Lavrov did not discuss what Rice had told him. His comments were not unexpected, given past Russian statements on the issue, but they nevertheless dealt a setback to efforts to boost pressure on Iran to suspend uranium enrichment and reprocessing activities with a new UN Security Council sanctions resolution.

Also Friday, Lavrov warned against independence for Kosovo, which looks poised to split from Serbia following the failure of international negotiations.

Lavrov said countries that supported Kosovo's breaking away without an agreement with the Serbs would be on "a very slippery downward slope" by setting a precedent for other separatist regions. "It certainly won't help the stability of Europe," Lavrov said.

Rice retorted that failure to move ahead on Kosovo's status was ignoring the reality in the province, where the ethnic-Albanian majority has pledged to declare independence with or without an international agreement.

Lavrov said any decision on Kosovo's status without Serbia's agreement would break international law.

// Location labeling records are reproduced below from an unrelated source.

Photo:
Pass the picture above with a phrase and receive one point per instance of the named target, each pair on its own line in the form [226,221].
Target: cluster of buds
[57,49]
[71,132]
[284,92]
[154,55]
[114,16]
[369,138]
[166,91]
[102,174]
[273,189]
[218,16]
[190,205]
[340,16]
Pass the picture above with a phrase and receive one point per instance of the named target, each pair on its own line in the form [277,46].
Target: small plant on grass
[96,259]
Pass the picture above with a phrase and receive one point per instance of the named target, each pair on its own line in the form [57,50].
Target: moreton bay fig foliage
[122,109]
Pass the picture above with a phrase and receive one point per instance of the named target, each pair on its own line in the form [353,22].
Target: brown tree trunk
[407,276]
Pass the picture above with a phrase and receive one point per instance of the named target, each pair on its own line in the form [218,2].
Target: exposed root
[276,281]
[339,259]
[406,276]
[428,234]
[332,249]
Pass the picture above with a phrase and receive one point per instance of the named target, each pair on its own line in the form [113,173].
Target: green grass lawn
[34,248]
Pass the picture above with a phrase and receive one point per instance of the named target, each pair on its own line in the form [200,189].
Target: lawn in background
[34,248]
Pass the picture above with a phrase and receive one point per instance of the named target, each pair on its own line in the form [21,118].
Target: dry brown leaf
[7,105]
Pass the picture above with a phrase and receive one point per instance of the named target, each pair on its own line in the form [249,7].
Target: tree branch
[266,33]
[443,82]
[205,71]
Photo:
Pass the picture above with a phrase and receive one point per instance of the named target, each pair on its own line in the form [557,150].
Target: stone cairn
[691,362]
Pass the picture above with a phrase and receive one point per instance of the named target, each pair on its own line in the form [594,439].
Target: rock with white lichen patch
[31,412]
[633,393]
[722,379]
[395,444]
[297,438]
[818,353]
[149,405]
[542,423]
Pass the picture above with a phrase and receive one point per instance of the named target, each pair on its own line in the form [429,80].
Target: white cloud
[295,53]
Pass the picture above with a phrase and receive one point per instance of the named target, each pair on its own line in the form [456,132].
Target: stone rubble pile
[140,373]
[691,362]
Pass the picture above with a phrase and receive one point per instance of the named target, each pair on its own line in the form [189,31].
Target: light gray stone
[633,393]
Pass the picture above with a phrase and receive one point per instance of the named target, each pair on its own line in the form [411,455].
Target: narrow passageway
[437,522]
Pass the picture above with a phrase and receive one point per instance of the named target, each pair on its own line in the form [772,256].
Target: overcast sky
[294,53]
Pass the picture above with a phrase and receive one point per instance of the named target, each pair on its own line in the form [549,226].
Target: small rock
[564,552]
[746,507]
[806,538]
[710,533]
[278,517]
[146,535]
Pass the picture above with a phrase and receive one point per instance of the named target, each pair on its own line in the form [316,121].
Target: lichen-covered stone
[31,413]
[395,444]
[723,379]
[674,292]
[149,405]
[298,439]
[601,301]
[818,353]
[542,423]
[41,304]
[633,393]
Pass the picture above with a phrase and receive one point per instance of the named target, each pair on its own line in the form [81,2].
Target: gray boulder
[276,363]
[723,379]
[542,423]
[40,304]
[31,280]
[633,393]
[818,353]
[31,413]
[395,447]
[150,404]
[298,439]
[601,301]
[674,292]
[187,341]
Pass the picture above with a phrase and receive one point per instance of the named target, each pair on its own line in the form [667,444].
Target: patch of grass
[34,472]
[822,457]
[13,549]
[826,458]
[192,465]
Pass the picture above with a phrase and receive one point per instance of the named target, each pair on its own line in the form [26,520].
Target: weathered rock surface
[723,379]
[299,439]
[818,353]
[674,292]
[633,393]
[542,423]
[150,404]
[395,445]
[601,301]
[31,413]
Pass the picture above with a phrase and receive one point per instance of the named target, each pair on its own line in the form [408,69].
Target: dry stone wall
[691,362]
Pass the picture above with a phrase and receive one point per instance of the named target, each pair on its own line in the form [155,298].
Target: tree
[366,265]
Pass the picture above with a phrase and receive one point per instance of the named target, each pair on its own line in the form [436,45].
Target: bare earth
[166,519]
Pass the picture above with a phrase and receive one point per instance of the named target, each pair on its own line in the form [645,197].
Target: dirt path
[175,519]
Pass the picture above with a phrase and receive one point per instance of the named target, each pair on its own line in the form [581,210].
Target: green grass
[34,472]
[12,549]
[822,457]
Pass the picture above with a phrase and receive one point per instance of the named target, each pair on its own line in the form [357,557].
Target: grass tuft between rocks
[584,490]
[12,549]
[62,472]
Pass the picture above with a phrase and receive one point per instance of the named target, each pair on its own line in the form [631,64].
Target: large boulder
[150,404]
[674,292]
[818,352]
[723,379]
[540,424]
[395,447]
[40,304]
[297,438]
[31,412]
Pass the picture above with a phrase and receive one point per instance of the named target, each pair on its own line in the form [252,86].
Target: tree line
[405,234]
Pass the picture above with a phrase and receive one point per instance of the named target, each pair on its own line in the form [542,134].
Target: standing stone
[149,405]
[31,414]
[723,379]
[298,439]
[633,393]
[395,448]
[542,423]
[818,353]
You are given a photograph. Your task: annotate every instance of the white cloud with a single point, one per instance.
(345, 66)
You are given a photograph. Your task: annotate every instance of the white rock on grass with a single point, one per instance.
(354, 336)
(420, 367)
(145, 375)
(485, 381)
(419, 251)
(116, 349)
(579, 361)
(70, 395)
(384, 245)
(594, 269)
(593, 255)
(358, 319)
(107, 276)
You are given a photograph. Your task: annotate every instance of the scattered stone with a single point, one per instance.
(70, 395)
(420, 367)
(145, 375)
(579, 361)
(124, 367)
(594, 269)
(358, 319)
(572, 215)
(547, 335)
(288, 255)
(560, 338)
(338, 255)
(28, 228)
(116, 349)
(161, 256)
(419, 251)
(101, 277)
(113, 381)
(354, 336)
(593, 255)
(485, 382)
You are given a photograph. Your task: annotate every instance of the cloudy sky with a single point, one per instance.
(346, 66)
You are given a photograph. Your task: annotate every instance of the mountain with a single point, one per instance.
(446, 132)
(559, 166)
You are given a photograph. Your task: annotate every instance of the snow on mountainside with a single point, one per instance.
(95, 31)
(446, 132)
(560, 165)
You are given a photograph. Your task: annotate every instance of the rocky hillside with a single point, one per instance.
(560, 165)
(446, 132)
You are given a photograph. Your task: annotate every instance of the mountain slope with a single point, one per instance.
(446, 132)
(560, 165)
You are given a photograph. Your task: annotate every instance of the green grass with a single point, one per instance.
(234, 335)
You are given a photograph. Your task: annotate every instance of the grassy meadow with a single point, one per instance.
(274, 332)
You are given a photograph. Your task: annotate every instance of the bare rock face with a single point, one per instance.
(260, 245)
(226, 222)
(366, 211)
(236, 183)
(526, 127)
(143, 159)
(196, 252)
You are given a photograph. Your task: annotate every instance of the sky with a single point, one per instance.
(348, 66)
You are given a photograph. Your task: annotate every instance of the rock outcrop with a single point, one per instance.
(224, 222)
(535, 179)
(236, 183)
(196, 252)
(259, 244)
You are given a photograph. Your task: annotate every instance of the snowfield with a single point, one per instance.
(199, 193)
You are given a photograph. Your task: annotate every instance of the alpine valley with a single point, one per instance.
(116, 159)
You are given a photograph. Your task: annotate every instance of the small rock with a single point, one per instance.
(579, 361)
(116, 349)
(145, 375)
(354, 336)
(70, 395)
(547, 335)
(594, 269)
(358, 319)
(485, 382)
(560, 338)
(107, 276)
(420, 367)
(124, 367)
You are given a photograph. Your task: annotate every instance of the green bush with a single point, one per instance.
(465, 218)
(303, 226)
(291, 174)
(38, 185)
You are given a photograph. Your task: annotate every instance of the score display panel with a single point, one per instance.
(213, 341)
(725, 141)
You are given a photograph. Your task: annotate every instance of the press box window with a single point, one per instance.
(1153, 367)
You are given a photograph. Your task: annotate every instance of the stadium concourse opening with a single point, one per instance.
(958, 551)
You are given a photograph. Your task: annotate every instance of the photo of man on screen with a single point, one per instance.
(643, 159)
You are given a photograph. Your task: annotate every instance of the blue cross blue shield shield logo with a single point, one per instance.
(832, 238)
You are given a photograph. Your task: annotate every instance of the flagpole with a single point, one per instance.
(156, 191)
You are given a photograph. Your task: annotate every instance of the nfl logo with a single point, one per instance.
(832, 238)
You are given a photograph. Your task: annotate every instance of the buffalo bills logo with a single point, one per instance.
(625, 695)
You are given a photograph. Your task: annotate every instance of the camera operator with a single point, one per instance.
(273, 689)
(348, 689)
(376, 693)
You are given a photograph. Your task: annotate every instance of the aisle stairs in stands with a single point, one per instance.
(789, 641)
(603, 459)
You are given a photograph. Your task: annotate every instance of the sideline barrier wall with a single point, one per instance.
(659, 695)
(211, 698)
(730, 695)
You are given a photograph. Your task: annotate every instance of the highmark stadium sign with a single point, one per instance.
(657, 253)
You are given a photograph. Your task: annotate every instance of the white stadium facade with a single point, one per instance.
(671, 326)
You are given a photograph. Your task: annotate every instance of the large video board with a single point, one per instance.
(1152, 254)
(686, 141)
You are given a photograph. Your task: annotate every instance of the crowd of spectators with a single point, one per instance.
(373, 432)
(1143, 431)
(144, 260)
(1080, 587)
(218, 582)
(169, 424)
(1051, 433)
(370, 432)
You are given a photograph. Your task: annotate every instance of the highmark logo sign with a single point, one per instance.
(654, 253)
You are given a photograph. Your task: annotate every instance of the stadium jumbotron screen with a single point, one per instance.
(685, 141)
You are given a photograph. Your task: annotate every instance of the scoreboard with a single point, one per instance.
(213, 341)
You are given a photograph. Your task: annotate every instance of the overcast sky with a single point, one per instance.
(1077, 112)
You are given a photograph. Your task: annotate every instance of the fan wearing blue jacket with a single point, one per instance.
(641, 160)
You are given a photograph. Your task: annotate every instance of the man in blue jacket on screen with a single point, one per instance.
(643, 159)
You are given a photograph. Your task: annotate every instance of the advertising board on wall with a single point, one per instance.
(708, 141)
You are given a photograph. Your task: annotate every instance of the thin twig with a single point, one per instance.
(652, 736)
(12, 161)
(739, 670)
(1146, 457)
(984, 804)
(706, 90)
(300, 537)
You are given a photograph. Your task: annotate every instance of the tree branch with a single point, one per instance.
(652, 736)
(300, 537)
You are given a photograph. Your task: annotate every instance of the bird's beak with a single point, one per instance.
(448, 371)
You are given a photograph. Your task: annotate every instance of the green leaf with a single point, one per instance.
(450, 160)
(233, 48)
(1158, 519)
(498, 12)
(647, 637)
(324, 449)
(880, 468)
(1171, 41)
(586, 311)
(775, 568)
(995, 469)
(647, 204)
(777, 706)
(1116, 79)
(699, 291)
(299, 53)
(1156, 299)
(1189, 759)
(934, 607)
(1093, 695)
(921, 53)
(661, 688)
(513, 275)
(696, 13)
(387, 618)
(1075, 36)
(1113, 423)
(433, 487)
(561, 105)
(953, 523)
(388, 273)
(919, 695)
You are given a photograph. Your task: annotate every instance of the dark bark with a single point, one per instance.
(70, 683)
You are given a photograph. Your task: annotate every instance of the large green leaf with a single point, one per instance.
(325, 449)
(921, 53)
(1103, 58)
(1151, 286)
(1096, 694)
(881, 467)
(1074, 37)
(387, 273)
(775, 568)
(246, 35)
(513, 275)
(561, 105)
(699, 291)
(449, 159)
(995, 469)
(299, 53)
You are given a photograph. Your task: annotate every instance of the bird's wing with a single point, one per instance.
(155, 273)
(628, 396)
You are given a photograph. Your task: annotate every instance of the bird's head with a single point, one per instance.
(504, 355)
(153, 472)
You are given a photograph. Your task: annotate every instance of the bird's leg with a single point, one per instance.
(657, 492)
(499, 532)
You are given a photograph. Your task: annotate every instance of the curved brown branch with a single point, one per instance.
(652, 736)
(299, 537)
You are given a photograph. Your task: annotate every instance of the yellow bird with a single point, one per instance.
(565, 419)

He called for more talks and earlier in the week accused Western nations of hampering efforts to find a negotiated solution by encouraging the separatists.

Rice said, however, that the talks had run their course.

Russia and NATO also failed to make any progress on narrowing their differences over Moscow's plans to suspend application of the Treaty on Conventional Armed Forces in Europe on Dec. 12. In a statement, the NATO ministers acknowledged relations with Russia were in a "challenging phase." They expressed regret and concern over the announced plan to suspend the arms control treaty and recalled that NATO agreements with Russia were based on respect for democracy and civil liberties.